A former Nixon speechwriter, Buchanan uses his venomous tongue to insult almost everyone. He mocks top Bush advisers as the "geisha girls of the new world order." He has called Congress "Israeli-occupied territory," and considers AIDS "nature's retribution."

Journalists have been relatively easy on Buchanan for several reasons: he's not winning so far, he's charming and funny -- and he's a great story. Thanks to his TV experience, the former CNN Crossfire co-host can deliver crisp sound bites by the mouthful and play the camera angles like the professional performer he is. Up close, his genial manner trumps the tough public persona. But his deep-rooted conservatism is evident even in his dark blue suits and Brylcreemed hair.

Buchanan remains a long shot to win a single primary, and he knows it. So he is declaring victory by default. Pointing to Bush's sacking of NEA chairman John Frohnmayer and his admission that he should not have broken his no-new- taxes pledge in 1990, Buchanan claims that he has already shoved the President to the right. But Buchanan is hungry for more. "This is a crusade for a Middle American revolution," he says. He is searching for that elusive breakthrough state -- perhaps Michigan -- and he will keep giving Bush hell as long as the money keeps flowing in.

But the truth is that Buchanan may rapidly become the G.O.P.'s Jesse Jackson, a charismatic candidate who would rather lose and be right, as he sees it, than win and be wrong. And that raises the question, asked often about Jackson four years ago, of what Buchanan really wants. "There's a hierarchy of goals," says Buchanan during an interview on his crowded jet. "You'd like the whole pot at the end of the rainbow -- the nomination, a great campaign, the presidency -- all the gold.
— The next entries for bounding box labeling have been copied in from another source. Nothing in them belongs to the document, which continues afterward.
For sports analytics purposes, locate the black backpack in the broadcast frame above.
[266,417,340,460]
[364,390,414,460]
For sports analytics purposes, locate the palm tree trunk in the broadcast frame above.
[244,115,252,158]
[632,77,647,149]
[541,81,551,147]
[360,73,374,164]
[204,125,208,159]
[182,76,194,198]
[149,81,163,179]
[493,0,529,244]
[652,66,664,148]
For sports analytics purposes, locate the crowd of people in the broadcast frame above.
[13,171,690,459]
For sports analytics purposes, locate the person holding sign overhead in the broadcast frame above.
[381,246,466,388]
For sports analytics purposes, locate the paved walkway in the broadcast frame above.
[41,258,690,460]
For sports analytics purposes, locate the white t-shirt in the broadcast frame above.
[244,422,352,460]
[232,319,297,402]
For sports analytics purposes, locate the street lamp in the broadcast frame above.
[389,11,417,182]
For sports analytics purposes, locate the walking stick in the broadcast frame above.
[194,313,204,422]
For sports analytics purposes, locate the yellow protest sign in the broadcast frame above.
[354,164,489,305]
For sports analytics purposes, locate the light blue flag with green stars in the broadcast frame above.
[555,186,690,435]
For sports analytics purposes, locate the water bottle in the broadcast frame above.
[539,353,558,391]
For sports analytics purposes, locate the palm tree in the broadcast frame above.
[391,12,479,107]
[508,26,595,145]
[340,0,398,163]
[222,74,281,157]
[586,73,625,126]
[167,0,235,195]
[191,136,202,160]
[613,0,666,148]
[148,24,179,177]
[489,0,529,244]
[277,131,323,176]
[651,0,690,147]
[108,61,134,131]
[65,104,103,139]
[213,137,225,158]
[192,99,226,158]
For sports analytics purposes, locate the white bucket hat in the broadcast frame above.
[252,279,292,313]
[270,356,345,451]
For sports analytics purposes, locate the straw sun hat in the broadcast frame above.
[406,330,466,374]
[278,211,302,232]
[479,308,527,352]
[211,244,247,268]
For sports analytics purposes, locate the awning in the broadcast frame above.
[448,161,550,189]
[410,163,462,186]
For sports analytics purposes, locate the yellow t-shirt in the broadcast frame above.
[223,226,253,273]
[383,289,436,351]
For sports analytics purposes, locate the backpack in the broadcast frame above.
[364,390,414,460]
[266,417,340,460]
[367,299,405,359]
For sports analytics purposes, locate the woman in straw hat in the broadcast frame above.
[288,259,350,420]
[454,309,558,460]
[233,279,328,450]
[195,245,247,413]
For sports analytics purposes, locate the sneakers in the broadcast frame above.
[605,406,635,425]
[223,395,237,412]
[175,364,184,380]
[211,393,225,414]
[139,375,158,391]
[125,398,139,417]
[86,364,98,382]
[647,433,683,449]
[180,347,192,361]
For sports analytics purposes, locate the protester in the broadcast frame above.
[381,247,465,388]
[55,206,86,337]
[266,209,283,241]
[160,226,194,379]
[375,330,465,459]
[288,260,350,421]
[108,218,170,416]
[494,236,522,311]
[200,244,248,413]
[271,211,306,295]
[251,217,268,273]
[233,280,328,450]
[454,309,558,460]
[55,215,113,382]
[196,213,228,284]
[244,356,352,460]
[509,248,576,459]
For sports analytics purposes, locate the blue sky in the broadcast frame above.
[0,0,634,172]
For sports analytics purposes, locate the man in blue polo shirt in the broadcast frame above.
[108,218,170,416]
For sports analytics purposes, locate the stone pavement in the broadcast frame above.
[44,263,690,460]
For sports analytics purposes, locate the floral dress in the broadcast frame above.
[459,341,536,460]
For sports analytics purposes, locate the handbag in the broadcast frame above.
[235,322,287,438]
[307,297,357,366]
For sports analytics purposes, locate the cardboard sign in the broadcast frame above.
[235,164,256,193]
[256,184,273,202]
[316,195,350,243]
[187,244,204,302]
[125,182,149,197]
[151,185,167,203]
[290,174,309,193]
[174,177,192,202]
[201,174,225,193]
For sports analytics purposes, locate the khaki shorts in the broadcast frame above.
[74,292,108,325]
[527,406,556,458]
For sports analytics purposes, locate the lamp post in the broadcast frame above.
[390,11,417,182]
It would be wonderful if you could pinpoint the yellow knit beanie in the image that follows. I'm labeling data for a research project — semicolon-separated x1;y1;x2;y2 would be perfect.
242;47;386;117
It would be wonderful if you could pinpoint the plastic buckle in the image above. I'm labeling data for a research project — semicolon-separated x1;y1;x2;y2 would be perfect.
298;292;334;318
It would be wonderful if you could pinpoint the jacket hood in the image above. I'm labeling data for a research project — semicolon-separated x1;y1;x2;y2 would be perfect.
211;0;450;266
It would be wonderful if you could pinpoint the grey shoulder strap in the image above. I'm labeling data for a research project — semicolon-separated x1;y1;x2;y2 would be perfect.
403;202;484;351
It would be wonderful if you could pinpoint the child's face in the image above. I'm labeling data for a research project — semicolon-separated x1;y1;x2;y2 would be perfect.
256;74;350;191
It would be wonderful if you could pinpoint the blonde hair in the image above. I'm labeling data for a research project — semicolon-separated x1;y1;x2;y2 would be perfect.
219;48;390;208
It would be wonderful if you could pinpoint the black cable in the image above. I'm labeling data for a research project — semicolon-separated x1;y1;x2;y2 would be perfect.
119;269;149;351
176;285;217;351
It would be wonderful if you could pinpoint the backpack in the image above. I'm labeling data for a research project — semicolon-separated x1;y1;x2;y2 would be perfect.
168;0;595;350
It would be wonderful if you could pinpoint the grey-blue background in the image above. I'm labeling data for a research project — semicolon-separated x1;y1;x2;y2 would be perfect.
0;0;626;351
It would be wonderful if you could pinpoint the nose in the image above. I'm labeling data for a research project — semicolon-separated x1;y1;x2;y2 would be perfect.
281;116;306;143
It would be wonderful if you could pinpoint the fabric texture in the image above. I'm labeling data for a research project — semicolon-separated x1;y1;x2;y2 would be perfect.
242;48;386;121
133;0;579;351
But short of that there are smaller pots of gold, and we've already got them. We're in the history books." What Buchanan wants is for Bush to run a Buchananesque campaign in the fall. Before that happens, though, the feuding parties must choreograph the delicate end game, which may be months away.

Will the White House make the first move? Not likely. "If we reached out now," says Bush campaign manager Fred Malek, who worked with Buchanan in the Nixon White House, "he'd slap our hand and go on national TV and make fun of us. We're just going to leave him alone." But unless Bush engages him, Buchanan may stubbornly balk at laying down his arms. Such a standoff might open the door to some back-door negotiations by an old friend of both men's: Richard Nixon. Buchanan, who says he plans no third-party run for the White House, is certain to support Bush against the Democrats in November. So what will he trade for his primary poker chips? Party-rules changes? A prime-time convention speech? Buchanan scoffs at such speculation. "Is that what they believe I care about, whether I get 12 minutes at the convention?" he asks. "I mean, what the hell do they think politics is all about?" Explains Buchanan: "What is the primary about if not for the heart, the soul, the direction of the party?"

That is the metaphysical quest that guides this right-wing crusader. Though he claims he has not yet thought about seeking the presidency in 1996, this year's campaign has thrust him into the top tier of contenders, along with Dan Quayle, Jack Kemp and Texas Senator Phil Gramm. It has also exposed the historic rift between Republican moderates and conservatives, long bound together by the fight against communism. With the cold war over, the G.O.P. is awakening to the fact that the new world order may threaten the quarter- century Republican domination of the White House.